In 1995, it was determined that the cause of failure for electric motors in inverter (variable frequency drive) applications was partial discharge, or small lightning storms occurring in voids within the insulation system.
Before that, several articles in commercial trade magazines published the suggestion by one particular engineer that the failures occurred between the first two turns of the first coil in the winding. This was what became the ‘voltage spike’ failure hypothesis.
Partial discharge is like a lightning storm inside your motor, invisible yet relentlessly destructive.
While dV/dt (voltage rise over time) is a thing, meaning that conductor insulation must be able to survive specific limits:
- For motors rated 600 Volts or less, the insulation needs to withstand peak voltage up to 3.1 times the line-to-line motor voltage. In a new insulation system it has been shown that these values in a brand new machine can be greater than 15kV in a 460 Vac motor.
- The rise time for the voltage must be at least 0.1 microseconds (i.e., ~1200 V/0.1 microseconds).
- Original windings (Chapter 30 of the NEMA MG1) were approximately 1000V peak with a 2 microsecond rise time.
In a typical worst-case scenario, considering only rise time conditions, a typical worst-case rise time at the motor terminals falls between 0.1-0.3 micro-seconds rise time, which is why the limits were set in the standard. This assumption holds if there are no output filters or built-in dV/dt output conditioning in the drive.
The primary culprits are left as two-fold. The first is the partial discharge condition, in which there would be loose conductors, conductors out of order, or other winding conditions that provide a space for conductors to vibrate or have an air gap between them (under 1 mm).

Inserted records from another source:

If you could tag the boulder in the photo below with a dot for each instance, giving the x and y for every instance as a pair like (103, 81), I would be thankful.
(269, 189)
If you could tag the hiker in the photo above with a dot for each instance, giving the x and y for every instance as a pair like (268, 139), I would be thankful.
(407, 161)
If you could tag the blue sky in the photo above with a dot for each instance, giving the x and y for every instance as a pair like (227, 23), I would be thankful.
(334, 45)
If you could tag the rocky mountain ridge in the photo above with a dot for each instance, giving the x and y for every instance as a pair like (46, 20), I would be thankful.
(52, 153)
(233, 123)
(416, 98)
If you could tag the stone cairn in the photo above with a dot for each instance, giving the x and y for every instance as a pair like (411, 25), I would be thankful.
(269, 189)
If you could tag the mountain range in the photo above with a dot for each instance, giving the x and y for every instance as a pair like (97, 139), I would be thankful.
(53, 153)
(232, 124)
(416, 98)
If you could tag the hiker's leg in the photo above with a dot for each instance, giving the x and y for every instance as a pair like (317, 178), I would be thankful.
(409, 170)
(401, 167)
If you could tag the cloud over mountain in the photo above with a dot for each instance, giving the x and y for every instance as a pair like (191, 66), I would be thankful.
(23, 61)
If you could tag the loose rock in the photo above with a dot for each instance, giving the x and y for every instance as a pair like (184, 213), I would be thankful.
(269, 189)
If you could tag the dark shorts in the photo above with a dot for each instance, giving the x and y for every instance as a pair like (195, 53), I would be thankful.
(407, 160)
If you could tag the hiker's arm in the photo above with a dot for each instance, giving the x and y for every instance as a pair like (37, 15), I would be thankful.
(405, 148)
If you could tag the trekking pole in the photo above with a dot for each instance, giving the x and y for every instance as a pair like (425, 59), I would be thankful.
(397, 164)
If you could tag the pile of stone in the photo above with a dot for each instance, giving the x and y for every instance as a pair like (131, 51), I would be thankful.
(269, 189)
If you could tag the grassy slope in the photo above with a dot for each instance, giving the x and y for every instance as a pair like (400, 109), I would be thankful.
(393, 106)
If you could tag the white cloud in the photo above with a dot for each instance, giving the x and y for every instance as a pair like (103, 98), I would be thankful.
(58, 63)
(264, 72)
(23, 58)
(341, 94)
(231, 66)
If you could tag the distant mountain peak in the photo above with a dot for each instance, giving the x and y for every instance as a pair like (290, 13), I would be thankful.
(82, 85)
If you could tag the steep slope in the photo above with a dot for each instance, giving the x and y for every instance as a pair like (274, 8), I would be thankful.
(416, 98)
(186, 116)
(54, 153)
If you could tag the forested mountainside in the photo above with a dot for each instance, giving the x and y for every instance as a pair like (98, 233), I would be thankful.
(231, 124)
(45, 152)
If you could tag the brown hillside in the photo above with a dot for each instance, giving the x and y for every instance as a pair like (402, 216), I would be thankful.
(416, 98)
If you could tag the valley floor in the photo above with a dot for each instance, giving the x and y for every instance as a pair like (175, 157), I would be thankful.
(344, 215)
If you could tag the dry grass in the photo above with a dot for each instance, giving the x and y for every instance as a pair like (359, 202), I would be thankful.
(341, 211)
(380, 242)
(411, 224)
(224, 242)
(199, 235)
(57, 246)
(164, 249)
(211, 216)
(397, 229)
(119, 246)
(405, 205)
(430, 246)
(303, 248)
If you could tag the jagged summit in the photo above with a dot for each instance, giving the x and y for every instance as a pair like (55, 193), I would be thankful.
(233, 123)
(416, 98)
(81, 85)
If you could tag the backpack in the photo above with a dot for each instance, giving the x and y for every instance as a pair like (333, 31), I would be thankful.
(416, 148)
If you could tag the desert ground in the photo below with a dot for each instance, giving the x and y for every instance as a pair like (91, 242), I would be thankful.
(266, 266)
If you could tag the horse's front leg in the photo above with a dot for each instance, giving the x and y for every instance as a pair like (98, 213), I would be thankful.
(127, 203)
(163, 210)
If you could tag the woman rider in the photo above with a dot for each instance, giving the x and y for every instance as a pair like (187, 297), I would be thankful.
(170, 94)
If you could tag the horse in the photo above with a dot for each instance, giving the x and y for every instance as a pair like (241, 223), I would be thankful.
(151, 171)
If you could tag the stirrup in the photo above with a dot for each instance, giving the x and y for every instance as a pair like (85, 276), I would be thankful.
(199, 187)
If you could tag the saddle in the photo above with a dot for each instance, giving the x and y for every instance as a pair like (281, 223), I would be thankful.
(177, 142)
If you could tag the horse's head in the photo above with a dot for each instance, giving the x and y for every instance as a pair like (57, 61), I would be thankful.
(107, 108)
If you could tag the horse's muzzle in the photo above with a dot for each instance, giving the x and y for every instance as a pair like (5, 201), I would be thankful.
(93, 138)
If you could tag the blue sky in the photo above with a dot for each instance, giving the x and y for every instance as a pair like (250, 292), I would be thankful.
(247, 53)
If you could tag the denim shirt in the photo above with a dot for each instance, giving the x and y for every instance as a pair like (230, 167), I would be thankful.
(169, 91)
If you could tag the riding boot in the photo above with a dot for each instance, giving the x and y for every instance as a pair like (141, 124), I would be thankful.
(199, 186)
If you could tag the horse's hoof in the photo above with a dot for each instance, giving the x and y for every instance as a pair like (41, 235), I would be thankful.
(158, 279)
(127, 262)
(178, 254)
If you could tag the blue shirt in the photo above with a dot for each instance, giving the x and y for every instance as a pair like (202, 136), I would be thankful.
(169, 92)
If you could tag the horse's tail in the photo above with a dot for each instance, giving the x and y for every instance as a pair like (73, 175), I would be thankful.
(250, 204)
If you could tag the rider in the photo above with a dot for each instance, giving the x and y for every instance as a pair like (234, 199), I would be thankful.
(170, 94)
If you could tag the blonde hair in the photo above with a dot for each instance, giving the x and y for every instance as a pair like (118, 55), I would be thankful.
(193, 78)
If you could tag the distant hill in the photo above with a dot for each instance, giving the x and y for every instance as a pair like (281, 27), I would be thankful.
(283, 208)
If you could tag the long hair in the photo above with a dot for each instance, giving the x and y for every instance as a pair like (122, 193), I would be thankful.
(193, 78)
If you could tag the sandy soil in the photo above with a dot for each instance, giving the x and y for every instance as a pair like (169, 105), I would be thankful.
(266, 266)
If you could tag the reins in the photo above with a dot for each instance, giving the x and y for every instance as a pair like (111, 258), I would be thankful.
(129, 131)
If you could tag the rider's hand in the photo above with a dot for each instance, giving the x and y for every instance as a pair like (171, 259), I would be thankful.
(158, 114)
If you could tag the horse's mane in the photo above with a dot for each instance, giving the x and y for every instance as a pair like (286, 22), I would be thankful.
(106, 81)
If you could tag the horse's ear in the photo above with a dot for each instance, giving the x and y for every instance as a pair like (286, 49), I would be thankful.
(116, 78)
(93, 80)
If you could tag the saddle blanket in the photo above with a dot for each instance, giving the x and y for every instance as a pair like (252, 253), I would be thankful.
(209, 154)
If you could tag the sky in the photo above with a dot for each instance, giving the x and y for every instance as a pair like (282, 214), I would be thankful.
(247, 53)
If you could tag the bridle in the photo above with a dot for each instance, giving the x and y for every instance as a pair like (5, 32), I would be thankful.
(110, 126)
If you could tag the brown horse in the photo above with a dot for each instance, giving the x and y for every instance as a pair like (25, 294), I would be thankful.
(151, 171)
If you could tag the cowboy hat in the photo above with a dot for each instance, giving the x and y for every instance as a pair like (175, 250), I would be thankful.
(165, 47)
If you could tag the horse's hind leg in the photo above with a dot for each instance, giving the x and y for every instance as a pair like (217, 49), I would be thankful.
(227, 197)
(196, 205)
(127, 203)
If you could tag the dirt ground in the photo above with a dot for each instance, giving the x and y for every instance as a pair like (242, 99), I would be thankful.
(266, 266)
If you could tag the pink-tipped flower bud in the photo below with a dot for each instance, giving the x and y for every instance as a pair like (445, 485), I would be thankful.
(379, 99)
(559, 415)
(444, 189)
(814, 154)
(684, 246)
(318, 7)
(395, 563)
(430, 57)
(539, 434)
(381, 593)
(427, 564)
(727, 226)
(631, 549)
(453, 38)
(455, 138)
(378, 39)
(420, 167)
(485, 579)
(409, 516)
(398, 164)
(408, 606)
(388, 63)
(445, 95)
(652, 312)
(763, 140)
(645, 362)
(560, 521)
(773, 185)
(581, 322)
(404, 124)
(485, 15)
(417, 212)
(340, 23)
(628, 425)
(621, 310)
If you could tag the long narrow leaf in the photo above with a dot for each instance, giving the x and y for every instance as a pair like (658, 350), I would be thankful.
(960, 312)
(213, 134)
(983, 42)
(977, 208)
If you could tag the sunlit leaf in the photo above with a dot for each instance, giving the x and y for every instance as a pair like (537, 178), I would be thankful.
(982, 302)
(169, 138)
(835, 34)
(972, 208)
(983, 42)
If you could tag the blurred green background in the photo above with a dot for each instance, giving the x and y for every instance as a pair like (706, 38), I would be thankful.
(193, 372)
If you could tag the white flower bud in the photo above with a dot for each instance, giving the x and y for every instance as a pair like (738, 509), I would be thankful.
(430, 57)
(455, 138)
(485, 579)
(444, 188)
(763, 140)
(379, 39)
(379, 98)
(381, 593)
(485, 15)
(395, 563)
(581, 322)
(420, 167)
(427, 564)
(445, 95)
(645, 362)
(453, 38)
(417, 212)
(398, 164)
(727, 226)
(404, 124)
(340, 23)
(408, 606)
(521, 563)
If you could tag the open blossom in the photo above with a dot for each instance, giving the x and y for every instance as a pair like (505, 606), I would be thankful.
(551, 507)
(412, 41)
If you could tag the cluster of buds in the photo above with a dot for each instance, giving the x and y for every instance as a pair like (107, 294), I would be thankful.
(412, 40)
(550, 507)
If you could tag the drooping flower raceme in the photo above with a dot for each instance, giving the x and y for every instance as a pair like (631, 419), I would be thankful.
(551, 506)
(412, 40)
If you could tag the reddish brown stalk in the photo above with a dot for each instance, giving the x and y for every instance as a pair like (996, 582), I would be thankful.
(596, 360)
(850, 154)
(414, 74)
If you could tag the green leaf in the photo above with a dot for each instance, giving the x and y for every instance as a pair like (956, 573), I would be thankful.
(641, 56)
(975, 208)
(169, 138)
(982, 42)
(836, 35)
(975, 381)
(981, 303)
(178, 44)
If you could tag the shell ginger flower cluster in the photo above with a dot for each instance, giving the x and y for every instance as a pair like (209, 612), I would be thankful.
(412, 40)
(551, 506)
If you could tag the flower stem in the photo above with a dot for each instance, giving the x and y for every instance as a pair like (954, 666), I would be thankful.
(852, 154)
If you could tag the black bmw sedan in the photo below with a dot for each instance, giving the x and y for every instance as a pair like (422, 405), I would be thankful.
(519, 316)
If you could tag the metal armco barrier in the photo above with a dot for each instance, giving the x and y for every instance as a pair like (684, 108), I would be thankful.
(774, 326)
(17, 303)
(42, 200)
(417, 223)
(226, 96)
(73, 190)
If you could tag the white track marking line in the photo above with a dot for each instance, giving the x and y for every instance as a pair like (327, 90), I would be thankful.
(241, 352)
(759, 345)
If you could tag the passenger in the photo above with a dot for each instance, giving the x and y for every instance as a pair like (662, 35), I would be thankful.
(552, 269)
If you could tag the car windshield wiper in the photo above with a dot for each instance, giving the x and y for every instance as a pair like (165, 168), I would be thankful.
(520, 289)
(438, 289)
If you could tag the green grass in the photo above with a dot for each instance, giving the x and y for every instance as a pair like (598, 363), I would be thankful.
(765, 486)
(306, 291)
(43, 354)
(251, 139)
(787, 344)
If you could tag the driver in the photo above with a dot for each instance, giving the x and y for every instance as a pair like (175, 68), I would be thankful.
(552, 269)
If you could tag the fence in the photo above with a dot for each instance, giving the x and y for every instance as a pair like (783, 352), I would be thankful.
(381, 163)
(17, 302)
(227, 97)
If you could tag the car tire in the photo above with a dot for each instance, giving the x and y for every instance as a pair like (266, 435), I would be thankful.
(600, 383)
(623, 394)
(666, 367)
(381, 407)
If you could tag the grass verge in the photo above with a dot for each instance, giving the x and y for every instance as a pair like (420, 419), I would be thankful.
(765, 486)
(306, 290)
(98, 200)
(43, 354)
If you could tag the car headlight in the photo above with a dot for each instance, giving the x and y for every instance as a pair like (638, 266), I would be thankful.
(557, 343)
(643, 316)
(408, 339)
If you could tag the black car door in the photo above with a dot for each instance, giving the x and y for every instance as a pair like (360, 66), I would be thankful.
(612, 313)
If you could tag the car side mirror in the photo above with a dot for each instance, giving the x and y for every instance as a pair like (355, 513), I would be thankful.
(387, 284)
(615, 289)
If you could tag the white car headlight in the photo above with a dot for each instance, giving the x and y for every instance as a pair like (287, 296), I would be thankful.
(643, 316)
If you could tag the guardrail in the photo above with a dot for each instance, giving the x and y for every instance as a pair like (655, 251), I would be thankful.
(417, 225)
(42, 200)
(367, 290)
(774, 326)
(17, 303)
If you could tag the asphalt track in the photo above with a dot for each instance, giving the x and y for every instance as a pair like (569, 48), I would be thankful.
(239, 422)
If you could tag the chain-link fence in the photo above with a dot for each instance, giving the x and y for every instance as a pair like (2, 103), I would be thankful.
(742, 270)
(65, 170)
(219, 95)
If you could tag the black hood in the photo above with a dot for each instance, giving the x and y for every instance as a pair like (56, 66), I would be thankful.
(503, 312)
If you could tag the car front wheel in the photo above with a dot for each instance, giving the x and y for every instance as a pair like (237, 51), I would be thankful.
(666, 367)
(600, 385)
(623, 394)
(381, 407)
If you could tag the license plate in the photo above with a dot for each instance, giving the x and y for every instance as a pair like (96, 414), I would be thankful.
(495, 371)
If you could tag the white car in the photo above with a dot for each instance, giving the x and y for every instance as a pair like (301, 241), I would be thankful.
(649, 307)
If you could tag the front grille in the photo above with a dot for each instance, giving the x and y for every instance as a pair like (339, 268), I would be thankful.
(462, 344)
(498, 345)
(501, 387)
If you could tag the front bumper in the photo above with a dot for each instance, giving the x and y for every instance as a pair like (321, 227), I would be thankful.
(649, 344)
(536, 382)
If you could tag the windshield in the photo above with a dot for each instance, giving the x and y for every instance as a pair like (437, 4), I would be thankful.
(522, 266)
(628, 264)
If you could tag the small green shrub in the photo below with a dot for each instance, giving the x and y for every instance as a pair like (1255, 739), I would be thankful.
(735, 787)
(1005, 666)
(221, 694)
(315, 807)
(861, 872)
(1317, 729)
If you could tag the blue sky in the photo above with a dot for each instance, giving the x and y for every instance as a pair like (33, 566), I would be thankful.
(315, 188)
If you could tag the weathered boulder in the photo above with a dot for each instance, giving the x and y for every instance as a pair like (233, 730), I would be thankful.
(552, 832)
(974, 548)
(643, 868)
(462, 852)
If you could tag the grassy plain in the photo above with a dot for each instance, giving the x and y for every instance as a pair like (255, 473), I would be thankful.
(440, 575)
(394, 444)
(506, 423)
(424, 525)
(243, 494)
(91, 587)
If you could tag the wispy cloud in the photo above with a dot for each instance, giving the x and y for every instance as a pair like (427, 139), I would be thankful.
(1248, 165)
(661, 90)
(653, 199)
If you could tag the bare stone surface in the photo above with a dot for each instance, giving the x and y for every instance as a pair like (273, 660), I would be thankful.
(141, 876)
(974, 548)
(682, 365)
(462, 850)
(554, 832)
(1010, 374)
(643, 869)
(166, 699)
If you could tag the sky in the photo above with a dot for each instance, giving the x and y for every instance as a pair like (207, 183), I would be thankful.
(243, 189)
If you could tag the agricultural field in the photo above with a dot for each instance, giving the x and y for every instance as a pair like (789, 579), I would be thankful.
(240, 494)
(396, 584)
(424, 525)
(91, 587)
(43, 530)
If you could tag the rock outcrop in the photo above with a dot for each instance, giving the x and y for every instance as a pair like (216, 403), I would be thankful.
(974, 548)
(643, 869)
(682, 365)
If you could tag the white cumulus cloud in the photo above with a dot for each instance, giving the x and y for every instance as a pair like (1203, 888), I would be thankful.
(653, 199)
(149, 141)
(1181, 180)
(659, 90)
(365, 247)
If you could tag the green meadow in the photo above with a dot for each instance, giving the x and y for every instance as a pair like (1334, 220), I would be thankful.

The second relates to surface currents on the electric machine, which is a topic beyond the scope of this article. The first are little lightning storms that generate ozone, which degrades the insulation material until a small short occurs between conductors.
Pinholes from partial discharge are so small that most winding testers won’t even see them.
The inverter then identifies it as a current spike, resulting in a drive trip that appears as an overcurrent trip, or similar. One of the challenges is that these pinholes in the insulation system are so small that you could run the motor across the line, and most winding testers will not detect them.
Testing for Partial Discharge Using IEC/TS 61934
How do you determine if your motor is at risk?
That’s where IEC/TS 61934, “Electrical Insulating Materials and Systems – Electrical Measurement of Partial Discharges (PD) Under Short Rise Time and Repetitive Voltage Impulses,” comes in. This test utilizes a surge comparison tester specifically designed to detect discharges during the pulses. In this test, you are looking for conditions that will most likely indicate that the motor winding is susceptible to partial discharge.
The first you will be looking for is the repetitive partial discharge inception voltage (RPDIV), which is the minimum surge voltage at which more than five discharges occur on ten voltage impulses of the same polarity.
If the peak motor voltage (not the RMS) falls within this range, then the winding will be susceptible. The second is the repetitive partial discharge extinction voltage (RPDEV), in which the discharges fall to under five discharges per ten pulses.
What the Results Mean for Motor Reliability
In a new electric machine, you would want there to be no discharge through the testing range, which is twice the voltage plus 1000 Volts on the pulses. As a machine ages, its value generally decreases, so it is essential to conduct a basic condition analysis of the machine in an inverter application.
It is also essential to understand that a good test will not guarantee that the insulation system will not fail in an inverter application, such as due to high-frequency common-mode currents.